Death Valley May Have Just Set A New Global Heat Record


Katy Evans

Katy is Managing Editor at IFLScience where she oversees editorial content from News articles to Features, and even occasionally writes some.

Managing Editor

Death Valley National Park. Katrina Brown/Shutterstock

California's Death Valley may have just set a world-beating temperature record with a dizzying 54.4°C (130°F) recorded on Sunday, August 16.

It still needs to be verified by the National Weather Service, but if it’s confirmed it smashes quite a few records: the hottest temperature recorded at Death Valley in 100 years, the hottest August temperature recorded there by 1.6°C (3°F), and potentially the world’s hottest temperature recorded anywhere.


The temperature was recorded in the aptly named Furnace Creek at 3.41pm local time on Sunday, August 16, as California bakes in a heatwave that has seen wildfires, firenadoes, and power outages across the state, with no signs of letting up.

The official global heat record, according to the World Meteorological Organization (WMO), is also at Furnace Creek, which recorded an air temperature of 56.7°C (134.1°F) on July 10, 1913. However, the validity of this temperature has been disputed by many experts, particularly after a former world-record measured in Libya was overruled in 2012.  

Heat records are measured in three ways: air temperatures, ground temperatures, and via satellite. The standard for measuring temperature is through the air – 1.5 meters (4.9 feet) above the ground and shielded from sunlight. However, this doesn’t take into consideration other factors like environmental conditions. One of the main criticisms against the 1913 record is that a sandstorm recorded at the same time may have superheated the ground and shelter where the gauge was stationed.

The former record held for 90 years was 58°C (136.4°F) at El Azizia, Libya on September 13, 1922. But in 2012, the WMO officially overturned this after evidence of an error in the temperature recording was revealed during an investigation carried out against the backdrop of the 2011 Libyan revolution. It's thought the temperature was taken above an asphalt-like material (rather than desert soil or sand) by an inexperienced observer, inflating the temperature.

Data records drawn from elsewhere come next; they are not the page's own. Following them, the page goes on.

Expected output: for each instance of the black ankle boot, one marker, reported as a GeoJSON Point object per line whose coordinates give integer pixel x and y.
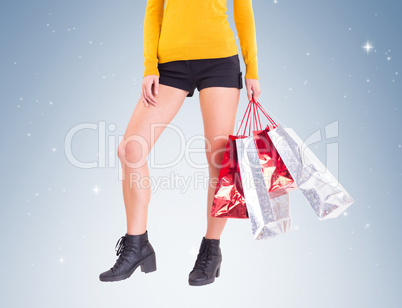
{"type": "Point", "coordinates": [208, 263]}
{"type": "Point", "coordinates": [133, 250]}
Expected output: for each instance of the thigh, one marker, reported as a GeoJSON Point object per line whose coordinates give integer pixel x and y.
{"type": "Point", "coordinates": [147, 123]}
{"type": "Point", "coordinates": [218, 108]}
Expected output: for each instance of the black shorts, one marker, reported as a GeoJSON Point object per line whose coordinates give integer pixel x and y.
{"type": "Point", "coordinates": [201, 73]}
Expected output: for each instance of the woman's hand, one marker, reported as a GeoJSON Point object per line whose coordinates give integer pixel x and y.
{"type": "Point", "coordinates": [253, 89]}
{"type": "Point", "coordinates": [148, 92]}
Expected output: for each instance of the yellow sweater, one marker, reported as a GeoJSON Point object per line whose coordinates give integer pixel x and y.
{"type": "Point", "coordinates": [197, 29]}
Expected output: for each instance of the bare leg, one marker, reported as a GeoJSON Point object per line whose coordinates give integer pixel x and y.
{"type": "Point", "coordinates": [218, 107]}
{"type": "Point", "coordinates": [135, 147]}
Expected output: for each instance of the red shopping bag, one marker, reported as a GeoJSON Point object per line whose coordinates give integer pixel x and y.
{"type": "Point", "coordinates": [229, 197]}
{"type": "Point", "coordinates": [277, 177]}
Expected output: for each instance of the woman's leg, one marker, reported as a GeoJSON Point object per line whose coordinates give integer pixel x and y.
{"type": "Point", "coordinates": [218, 107]}
{"type": "Point", "coordinates": [135, 147]}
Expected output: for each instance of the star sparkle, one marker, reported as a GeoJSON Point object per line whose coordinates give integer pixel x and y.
{"type": "Point", "coordinates": [368, 47]}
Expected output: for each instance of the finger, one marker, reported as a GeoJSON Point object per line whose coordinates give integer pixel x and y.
{"type": "Point", "coordinates": [249, 95]}
{"type": "Point", "coordinates": [156, 86]}
{"type": "Point", "coordinates": [143, 97]}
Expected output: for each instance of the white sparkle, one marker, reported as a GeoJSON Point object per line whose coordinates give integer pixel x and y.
{"type": "Point", "coordinates": [96, 189]}
{"type": "Point", "coordinates": [368, 46]}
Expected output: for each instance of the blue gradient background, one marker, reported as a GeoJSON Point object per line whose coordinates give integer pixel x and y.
{"type": "Point", "coordinates": [64, 63]}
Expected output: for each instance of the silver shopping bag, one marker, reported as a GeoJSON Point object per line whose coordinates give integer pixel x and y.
{"type": "Point", "coordinates": [268, 217]}
{"type": "Point", "coordinates": [322, 190]}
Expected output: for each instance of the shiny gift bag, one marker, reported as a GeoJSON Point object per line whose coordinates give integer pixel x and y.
{"type": "Point", "coordinates": [268, 217]}
{"type": "Point", "coordinates": [322, 190]}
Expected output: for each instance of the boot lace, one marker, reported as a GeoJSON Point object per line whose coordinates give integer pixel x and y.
{"type": "Point", "coordinates": [203, 256]}
{"type": "Point", "coordinates": [120, 251]}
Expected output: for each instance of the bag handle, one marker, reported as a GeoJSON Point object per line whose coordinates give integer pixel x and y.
{"type": "Point", "coordinates": [252, 117]}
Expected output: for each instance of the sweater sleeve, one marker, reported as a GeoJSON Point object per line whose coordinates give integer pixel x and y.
{"type": "Point", "coordinates": [152, 28]}
{"type": "Point", "coordinates": [245, 26]}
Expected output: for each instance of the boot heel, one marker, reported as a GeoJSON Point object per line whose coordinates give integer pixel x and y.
{"type": "Point", "coordinates": [149, 264]}
{"type": "Point", "coordinates": [218, 271]}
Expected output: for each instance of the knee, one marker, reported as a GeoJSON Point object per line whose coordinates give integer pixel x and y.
{"type": "Point", "coordinates": [132, 154]}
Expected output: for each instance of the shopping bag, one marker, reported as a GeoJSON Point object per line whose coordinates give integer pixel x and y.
{"type": "Point", "coordinates": [277, 178]}
{"type": "Point", "coordinates": [229, 199]}
{"type": "Point", "coordinates": [266, 215]}
{"type": "Point", "coordinates": [325, 194]}
{"type": "Point", "coordinates": [264, 177]}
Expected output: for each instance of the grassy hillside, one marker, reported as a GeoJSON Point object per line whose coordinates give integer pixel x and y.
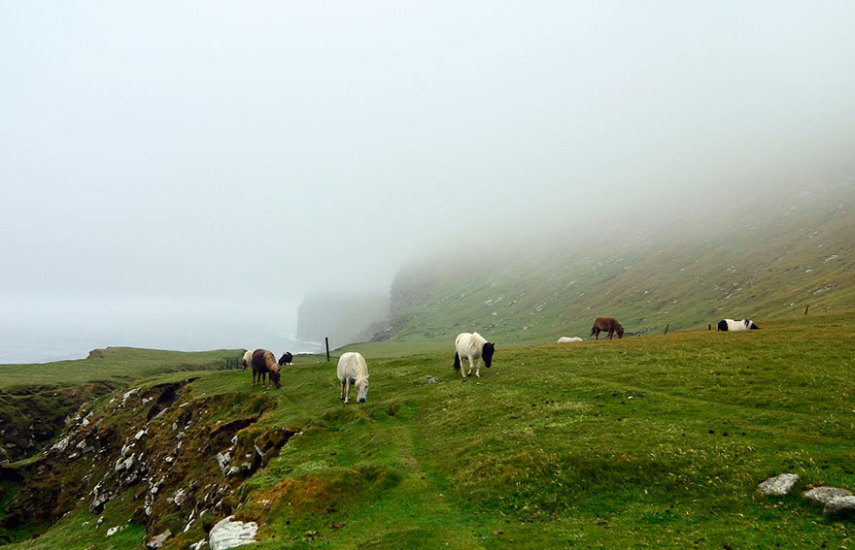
{"type": "Point", "coordinates": [769, 259]}
{"type": "Point", "coordinates": [657, 441]}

The WMO has agreed to consider evidence to overrule the 1913 record, but even then the next agreed upon heat record is 53.9°C (129°F) recorded at, you guessed it, Furnace Creek, Death Valley, on July 1, 1913, so it can be universally agreed that Death Valley is one of, if not the, hottest place on Earth. 

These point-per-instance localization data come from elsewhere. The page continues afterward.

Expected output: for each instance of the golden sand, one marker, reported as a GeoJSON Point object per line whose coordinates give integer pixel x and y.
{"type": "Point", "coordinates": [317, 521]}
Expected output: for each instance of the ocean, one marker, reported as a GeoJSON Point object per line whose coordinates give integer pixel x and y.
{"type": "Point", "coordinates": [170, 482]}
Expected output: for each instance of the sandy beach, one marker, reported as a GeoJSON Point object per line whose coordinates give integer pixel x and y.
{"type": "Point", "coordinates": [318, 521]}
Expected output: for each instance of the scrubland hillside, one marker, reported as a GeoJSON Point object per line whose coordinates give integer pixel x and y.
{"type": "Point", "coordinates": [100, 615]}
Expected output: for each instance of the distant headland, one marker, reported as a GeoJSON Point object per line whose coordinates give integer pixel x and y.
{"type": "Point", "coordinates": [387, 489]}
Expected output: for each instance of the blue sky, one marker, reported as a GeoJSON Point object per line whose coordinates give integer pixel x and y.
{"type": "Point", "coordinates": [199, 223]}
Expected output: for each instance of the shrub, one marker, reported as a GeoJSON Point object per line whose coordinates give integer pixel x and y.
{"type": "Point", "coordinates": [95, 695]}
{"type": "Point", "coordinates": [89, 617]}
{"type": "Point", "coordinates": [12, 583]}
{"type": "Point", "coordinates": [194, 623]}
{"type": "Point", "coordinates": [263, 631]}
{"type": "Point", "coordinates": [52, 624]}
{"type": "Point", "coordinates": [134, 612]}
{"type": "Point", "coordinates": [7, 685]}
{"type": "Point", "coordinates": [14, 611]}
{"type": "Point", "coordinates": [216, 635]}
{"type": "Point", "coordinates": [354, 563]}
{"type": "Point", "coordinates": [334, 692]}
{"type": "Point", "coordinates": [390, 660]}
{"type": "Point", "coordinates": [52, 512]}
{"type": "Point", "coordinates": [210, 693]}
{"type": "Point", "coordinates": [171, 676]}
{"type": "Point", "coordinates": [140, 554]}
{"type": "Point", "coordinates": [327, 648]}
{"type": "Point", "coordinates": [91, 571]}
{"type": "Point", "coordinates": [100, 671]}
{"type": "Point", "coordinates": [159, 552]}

It's one of the driest places on Earth too, with a yearly rainfall of just 6 centimeters (2.36 inches), and yet that doesn't mean it's a bland rocky desert where nothing survives. Death Valley not only briefly hosted a 16-kilometer-wide (10-mile) lake last year after 22 millimeters (0.87 inches) of rain fell in just 24 hours, it also hosts one of America's most spectacular superblooms every few years. It's even home to the world's rarest fish, the Devil's Hole pupfish, and a rare species of bee that carves its nest in the sandstone rock.

It turns out, even in one of the hottest, driest, deadliest places on Earth, life finds a way.